Drone footage shows a great white shark drowning a 33ft humpback whale off South Africa

Researchers believe footage marks ‘first verified report’ of shark successfully hunting whale

Kate Ng
Wednesday 15 July 2020 14:28 BST
Drone footage shows a great white shark drowning a 33ft humpback whale off South Africa.mp4

A great white shark has been filmed strategically killing a humpback whale more than three times her size for the first time.

Using a drone to capture the scene off the coast of South Africa, researchers observed the shark biting the juvenile whale’s tail before dragging down on the whale’s head to get the larger mammal’s blowhole underwater and eventually drowning it.

Ryan Johnson, research coordinator for Blue Wilderness Research unit, filmed the encounter by chance after a member of the public informed the National Sea Rescue Institute (NSRI) that a whale had gotten entangled in a net.

Expecting to film a scavenging event, the marine biologist arrived at the site to find the whale still alive but in bad shape, he told Newsweek.
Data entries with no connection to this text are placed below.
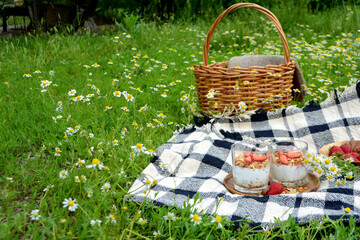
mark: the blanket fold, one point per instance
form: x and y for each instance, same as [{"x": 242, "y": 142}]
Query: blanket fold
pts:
[{"x": 197, "y": 159}]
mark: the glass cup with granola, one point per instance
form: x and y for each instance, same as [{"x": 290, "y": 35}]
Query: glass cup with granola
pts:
[
  {"x": 251, "y": 166},
  {"x": 288, "y": 166}
]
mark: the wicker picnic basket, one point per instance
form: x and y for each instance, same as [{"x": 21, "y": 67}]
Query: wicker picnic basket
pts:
[{"x": 267, "y": 87}]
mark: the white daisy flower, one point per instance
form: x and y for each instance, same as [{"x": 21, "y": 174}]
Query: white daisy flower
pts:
[
  {"x": 35, "y": 215},
  {"x": 70, "y": 204},
  {"x": 63, "y": 174},
  {"x": 106, "y": 187}
]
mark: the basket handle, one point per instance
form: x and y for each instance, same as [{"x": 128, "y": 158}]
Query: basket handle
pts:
[{"x": 236, "y": 6}]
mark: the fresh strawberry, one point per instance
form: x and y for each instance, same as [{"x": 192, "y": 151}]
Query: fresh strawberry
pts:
[
  {"x": 346, "y": 148},
  {"x": 259, "y": 157},
  {"x": 248, "y": 159},
  {"x": 275, "y": 188},
  {"x": 284, "y": 159},
  {"x": 356, "y": 149},
  {"x": 355, "y": 155},
  {"x": 265, "y": 191},
  {"x": 335, "y": 149},
  {"x": 293, "y": 154},
  {"x": 349, "y": 155},
  {"x": 247, "y": 154}
]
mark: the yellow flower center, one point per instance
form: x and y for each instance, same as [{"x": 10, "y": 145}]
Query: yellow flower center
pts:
[
  {"x": 196, "y": 218},
  {"x": 95, "y": 161}
]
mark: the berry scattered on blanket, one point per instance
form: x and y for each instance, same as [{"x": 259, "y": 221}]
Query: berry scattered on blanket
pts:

The shark, known to researchers as Helen, is believed to have bitten the whale’s tail area to open up an artery and further weaken its prey. It took Helen 50 minutes to kill the 33ft-long humpback whale.

Mr Johnson said: “From everything I found, this was really the first verified report of a shark successfully killing a live whale.

“I think… this behaviour is very rare and requires a number of aspects to all come together to be possible. A weak whale passing through a great white hot spot, and then a large and confident great white encountering it.”

While great white sharks are unlikely to attack whales on a regular basis – as a fully-grown whale can inflict serious damage just by hitting a shark with its tail – apex predators are responsible for keeping ecosystems in balance. One of the ways they do this is to remove weak or unhealthy prey from the ecosystem, said Mr Johnson.

“In this case, we are talking about one of the planet’s largest predators attacking and killing one of the world’s largest species. It is just fascinating that we live on a planet that can still surprise us with an encounter of this magnitude,” he added.

The footage will air as part of a documentary examining the interactions between sharks and whales on National Geographic on 28 July.